ElBaradei returned to Egypt on Thursday. His arrival could incite protesters who have no figurehead, although many activists resent his absences in recent months.
The New York Times reports: "Mr. ElBaradei, the former head of the who has sought to refashion himself as pro-democracy campaigner in his homeland, is viewed by some supporters as capable of uniting the country’s fractious opposition and offering an alternative to Mr. Mubarak’s authoritarian rule. Critics view him as an opportunist who has spent too little time in the country to take control of a movement which began without his leadership.
But his return adds a new element to the unrest in several big cities that has shaken assumptions that Mr. Mubarak’s security apparatus can keep a tight lid on popular protest."
And CNN reports: "ElBaradei was asked whether he would run for the presidency of Egypt.
'The priority for me,' he said, 'is to shift Egypt into a democracy, is to catch up with the 21st century, to get Egypt to be a modern and ... moderate society and respecting human rights, respecting the basic freedoms of the people.'"
Thursday was relatively quiet compared to the previous two days of large, aggressive protests in Egypt.
But organizers are planning to flood the streets with millions of people after Friday prayers, an event they're calling "Friday Rage." Despite a ban on public gatherings issued on Wednesday, organizers are using social media sites like Facebook and Twitter to prepare for the protests.
On Thursday the country's largest opposition group, the Muslim Brotherhood, publicly sanctioned the protests after being criticized for cowardice.

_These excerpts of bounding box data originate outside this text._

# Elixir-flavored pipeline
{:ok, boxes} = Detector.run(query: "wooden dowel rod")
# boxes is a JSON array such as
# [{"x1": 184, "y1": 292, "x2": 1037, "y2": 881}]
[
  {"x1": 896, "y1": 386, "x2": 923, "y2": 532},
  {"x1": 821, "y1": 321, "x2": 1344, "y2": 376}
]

Many demonstrators have rallied around the memory of Khaled Said, a 28-year-old man allegedly tortured to death by Egyptian police last year.
They have targeted the strong-armed rule of Mubarak, looking to ElBaradei for leadership.

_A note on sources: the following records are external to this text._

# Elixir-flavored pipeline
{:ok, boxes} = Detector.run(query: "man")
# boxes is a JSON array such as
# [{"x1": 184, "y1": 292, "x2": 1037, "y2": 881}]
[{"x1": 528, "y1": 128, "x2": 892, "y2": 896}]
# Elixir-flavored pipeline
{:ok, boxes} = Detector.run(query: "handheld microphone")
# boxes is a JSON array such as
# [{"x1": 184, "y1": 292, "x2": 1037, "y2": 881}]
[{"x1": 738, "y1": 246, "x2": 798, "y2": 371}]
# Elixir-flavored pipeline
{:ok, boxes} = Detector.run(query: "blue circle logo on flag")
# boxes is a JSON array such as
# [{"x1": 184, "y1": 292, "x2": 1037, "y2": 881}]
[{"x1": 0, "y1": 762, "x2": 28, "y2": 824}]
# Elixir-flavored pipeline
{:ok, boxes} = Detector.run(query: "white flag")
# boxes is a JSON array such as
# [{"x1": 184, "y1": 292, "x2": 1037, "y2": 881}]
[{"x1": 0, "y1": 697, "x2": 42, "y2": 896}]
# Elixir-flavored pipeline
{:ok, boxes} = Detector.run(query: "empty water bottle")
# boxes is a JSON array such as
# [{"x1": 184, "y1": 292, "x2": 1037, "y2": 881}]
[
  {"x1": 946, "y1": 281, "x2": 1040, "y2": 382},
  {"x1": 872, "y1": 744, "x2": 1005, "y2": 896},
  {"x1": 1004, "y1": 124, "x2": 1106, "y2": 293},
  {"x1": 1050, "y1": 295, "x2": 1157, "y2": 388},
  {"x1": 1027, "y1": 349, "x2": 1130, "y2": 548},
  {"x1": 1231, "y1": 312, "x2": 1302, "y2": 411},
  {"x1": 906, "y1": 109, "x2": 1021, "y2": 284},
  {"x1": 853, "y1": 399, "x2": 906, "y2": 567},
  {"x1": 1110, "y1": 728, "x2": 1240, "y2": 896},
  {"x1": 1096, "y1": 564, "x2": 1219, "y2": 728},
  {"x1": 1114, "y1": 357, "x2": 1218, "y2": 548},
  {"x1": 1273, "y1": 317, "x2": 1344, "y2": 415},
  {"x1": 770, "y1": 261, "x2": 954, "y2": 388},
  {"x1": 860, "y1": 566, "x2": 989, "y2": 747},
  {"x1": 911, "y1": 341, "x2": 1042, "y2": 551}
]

So far more than 1000 Egyptians have been arrested and at least six killed. Observers say Egypt is caught up in a "Tunisian domino effect" in the Middle East, which has also included the overthrow of Lebanon's government. Thousands are currently protesting for reform inYemen as well.

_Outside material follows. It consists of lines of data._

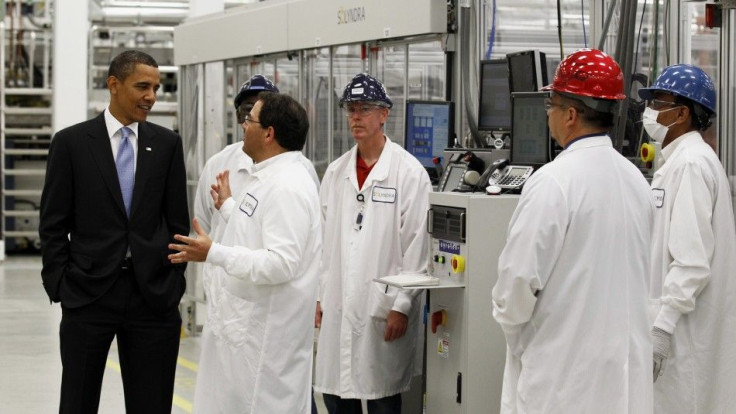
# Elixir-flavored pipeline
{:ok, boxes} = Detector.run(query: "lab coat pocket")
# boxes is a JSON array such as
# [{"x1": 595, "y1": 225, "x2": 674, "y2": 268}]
[
  {"x1": 207, "y1": 289, "x2": 257, "y2": 348},
  {"x1": 647, "y1": 298, "x2": 662, "y2": 326},
  {"x1": 368, "y1": 282, "x2": 398, "y2": 320}
]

However, the BBC reports that Egypt's demonstrations have not reached a level where Mubarak's power is truly in danger:
"So far, despite everything, normal life is continuing in most parts of the country. The vast majority of Egyptians are too busy scratching a living to join the protests. There is widespread anger and disillusionment with the government, but there are probably not more than a few thousand people actively expressing their anger. That will give some reassurance to the government."
Mubarak has so far resisted calls for reform by the U.S. and U.K.
At the same time, Mubarak's son has fled the country along with several of his confidants. With "Friday Rage" on the way, the embattled leader isn't taking any chances.